Measuring white population changes depends on how you define “white”
Some demographers are expecting the 2020 census results to mark a potentially historic moment. “The 2010s could be the first decade when the nation’s white population registered an absolute loss,” William Frey, a demographer at the Brookings Institution, wrote in June about an analysis of the Census Bureau’s population estimates.
Frey’s analysis uses a specific definition of “white” — people who only checked off the “White” box for the census race question and did not identify as Hispanic or Latino.
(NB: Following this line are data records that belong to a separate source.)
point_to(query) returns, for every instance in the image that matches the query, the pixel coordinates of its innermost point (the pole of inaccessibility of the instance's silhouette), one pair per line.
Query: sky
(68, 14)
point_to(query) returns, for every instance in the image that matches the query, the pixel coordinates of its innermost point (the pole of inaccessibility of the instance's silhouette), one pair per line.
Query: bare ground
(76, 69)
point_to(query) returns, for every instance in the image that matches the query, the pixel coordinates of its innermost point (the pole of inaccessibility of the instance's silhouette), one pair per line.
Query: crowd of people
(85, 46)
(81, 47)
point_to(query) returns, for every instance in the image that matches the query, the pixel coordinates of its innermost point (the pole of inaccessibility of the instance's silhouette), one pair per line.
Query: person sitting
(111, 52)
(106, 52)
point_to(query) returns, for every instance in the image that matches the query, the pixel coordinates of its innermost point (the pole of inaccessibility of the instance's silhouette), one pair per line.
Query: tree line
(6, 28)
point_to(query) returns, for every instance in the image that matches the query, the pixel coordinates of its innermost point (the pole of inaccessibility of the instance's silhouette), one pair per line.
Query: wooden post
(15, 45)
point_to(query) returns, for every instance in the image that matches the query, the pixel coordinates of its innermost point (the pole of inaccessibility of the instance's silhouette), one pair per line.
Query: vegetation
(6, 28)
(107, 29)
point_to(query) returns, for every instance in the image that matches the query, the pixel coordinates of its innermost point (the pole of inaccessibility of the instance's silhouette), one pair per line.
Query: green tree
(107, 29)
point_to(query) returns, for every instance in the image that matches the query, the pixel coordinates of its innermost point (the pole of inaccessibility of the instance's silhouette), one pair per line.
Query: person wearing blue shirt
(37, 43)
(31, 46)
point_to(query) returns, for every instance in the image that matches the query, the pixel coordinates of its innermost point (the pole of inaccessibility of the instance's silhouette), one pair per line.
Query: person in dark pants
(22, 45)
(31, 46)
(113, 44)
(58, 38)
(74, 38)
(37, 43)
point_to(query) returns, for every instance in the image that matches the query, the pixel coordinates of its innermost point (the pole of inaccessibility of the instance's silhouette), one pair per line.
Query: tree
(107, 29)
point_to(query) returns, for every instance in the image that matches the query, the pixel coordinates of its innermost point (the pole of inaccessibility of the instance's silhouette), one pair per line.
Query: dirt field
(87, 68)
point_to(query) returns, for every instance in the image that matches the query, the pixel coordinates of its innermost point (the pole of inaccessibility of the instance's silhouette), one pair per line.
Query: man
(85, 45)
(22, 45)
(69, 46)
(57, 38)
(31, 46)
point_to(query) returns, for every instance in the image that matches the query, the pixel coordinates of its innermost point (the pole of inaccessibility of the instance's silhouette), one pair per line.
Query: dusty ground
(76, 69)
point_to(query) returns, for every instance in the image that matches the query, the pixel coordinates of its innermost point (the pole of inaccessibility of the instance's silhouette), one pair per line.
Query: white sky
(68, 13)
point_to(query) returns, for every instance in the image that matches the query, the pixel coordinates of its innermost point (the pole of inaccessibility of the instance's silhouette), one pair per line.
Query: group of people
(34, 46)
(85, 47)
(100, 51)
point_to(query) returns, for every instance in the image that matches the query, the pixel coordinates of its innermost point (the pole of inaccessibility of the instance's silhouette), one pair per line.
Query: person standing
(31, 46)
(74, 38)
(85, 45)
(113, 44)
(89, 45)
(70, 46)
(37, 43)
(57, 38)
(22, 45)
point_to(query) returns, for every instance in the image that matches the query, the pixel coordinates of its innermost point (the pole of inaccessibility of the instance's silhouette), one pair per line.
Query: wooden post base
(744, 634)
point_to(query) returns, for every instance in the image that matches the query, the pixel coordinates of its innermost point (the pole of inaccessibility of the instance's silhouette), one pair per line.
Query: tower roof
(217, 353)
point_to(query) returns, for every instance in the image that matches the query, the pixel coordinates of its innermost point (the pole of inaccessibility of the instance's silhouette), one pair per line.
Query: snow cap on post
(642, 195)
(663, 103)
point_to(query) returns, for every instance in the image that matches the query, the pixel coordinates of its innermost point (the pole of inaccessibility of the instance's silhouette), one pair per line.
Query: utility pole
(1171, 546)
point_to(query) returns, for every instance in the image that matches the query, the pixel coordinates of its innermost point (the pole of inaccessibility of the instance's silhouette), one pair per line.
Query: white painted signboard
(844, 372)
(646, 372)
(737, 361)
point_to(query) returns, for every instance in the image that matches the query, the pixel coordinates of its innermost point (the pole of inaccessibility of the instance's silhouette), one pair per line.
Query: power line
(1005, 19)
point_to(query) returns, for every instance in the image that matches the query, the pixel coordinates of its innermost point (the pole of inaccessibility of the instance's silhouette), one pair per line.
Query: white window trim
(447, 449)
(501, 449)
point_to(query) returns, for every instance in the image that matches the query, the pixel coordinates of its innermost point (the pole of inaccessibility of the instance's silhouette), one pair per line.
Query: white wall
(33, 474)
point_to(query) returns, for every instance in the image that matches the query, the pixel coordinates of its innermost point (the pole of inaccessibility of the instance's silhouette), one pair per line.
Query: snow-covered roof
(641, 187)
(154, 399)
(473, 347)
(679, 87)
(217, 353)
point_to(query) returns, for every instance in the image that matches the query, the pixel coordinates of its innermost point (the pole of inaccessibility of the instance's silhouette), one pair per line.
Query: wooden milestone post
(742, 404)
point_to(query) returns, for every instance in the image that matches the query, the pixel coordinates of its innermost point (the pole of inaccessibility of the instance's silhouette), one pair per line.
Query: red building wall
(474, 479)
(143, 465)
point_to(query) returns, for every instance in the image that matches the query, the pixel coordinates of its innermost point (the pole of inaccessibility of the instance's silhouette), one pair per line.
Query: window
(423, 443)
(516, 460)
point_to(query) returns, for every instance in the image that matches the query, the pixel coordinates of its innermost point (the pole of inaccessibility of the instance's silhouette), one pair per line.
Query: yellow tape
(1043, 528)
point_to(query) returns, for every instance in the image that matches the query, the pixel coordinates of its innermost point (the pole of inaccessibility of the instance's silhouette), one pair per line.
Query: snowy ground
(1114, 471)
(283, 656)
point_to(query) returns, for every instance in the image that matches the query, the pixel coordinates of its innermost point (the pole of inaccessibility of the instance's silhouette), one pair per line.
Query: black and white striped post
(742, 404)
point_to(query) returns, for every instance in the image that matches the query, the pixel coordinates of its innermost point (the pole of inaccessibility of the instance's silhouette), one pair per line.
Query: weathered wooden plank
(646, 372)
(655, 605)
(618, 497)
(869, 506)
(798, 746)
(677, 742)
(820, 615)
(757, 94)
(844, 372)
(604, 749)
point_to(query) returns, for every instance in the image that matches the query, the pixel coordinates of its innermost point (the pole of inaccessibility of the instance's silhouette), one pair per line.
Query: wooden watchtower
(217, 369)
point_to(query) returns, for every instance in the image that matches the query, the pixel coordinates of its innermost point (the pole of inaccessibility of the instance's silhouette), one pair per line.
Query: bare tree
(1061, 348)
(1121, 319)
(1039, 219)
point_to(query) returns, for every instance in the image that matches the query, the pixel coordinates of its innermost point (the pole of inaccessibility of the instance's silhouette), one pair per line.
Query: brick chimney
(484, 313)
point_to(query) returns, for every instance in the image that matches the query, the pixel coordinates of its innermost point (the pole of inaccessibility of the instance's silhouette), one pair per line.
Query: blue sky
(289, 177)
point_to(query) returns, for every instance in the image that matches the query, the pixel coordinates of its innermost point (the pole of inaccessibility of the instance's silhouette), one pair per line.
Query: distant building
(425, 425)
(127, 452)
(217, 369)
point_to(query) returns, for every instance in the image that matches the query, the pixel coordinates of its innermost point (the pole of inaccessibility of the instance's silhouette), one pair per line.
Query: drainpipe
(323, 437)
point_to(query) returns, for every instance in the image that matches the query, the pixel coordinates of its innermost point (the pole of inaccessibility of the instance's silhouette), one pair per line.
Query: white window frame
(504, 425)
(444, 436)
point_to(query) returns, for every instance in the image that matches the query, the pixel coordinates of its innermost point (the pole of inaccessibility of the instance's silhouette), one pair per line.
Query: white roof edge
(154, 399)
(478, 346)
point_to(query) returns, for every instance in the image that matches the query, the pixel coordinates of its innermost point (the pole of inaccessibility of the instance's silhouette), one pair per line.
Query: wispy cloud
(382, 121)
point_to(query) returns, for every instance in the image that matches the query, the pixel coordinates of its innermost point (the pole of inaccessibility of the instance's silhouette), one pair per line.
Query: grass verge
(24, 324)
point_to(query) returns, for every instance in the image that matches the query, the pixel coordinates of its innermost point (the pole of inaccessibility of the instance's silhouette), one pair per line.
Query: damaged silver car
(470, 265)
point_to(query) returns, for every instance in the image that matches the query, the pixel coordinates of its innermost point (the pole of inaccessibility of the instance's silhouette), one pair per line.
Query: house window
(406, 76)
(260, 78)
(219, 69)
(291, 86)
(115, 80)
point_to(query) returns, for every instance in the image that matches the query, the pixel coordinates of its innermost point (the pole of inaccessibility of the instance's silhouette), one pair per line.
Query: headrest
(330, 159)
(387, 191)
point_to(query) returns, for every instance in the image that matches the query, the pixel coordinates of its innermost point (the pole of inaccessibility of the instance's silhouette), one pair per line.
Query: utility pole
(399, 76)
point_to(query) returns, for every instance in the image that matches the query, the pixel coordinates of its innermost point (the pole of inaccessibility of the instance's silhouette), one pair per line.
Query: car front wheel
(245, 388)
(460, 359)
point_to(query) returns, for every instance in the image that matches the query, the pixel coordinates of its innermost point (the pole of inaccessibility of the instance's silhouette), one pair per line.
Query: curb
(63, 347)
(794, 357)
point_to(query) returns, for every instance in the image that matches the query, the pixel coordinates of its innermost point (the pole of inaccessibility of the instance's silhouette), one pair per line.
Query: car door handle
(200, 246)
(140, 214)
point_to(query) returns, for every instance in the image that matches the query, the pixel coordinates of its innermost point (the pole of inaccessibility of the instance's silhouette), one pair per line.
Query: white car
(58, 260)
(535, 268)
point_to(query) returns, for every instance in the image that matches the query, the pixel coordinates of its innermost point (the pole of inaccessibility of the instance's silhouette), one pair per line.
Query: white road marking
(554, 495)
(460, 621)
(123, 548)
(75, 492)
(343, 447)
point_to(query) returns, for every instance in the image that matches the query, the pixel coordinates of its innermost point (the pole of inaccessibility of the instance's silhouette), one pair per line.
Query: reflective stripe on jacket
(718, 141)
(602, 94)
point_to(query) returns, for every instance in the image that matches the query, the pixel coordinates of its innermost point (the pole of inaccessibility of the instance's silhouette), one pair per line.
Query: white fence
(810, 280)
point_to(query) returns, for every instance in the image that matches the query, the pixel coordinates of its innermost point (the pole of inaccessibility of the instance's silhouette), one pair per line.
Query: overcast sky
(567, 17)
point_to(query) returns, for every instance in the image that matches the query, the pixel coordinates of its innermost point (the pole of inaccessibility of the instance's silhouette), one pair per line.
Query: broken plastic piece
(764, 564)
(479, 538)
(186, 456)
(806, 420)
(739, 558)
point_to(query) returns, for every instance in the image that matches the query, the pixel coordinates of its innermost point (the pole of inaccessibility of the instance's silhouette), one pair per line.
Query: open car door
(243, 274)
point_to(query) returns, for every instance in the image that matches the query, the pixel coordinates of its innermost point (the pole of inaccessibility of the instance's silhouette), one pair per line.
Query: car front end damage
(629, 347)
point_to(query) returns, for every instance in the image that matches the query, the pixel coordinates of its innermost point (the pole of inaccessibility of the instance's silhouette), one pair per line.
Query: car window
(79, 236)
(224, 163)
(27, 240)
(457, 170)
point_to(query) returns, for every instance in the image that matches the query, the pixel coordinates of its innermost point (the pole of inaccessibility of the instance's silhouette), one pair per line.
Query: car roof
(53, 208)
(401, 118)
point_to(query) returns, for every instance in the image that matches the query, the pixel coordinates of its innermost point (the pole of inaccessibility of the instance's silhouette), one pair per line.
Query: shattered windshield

For data used to enforce civil rights laws, the federal government has adopted a similar definition and specified in 2000 that anyone who identifies with the “White” category and with “one minority race” should be “allocated to the minority race.”
But Richard Alba, a sociologist at the Graduate Center of the City University of New York and author of The Great Demographic Illusion, contends those definitions are too limiting and disregard the growing numbers of people of multiple backgrounds, including white.
“The categories that we use — like white, Hispanic, Black — are becoming more heterogeneous within themselves because they include parts of this mixed group,” Alba says. “And that could affect over time our understanding of the degree of racial inequality in the United States.”
Write-in responses about race and ethnicity were categorized differently than in 2010
Changes to how the bureau sorted through the write-in responses to the race and Hispanic origin questions are likely to increase the number of people recorded in the 2020 results as identifying with more than one racial group compared to 2010 data, says Liebler, the University of Minnesota sociologist who has advised the bureau on data about race and ethnicity.
“It would be a mistake to make detailed comparisons of 2020 race/ethnic populations to other data not processed with this new, inclusive coding strategy unless the researcher knows the impact of the coding change,” Liebler says.
Data crunchers may uncover “unexpected differences” when comparing these new census results with other data sets, Rachel Marks and Merarys Ríos-Vargas of the bureau’s population division warned this month in a blog post, which also detailed some minor changes to the census questions.
In a statement, the bureau tells NPR it’s not able to reproduce 2010 census data using its new coding procedures because of “limitations in the number of characters” processed for write-in responses in 2010.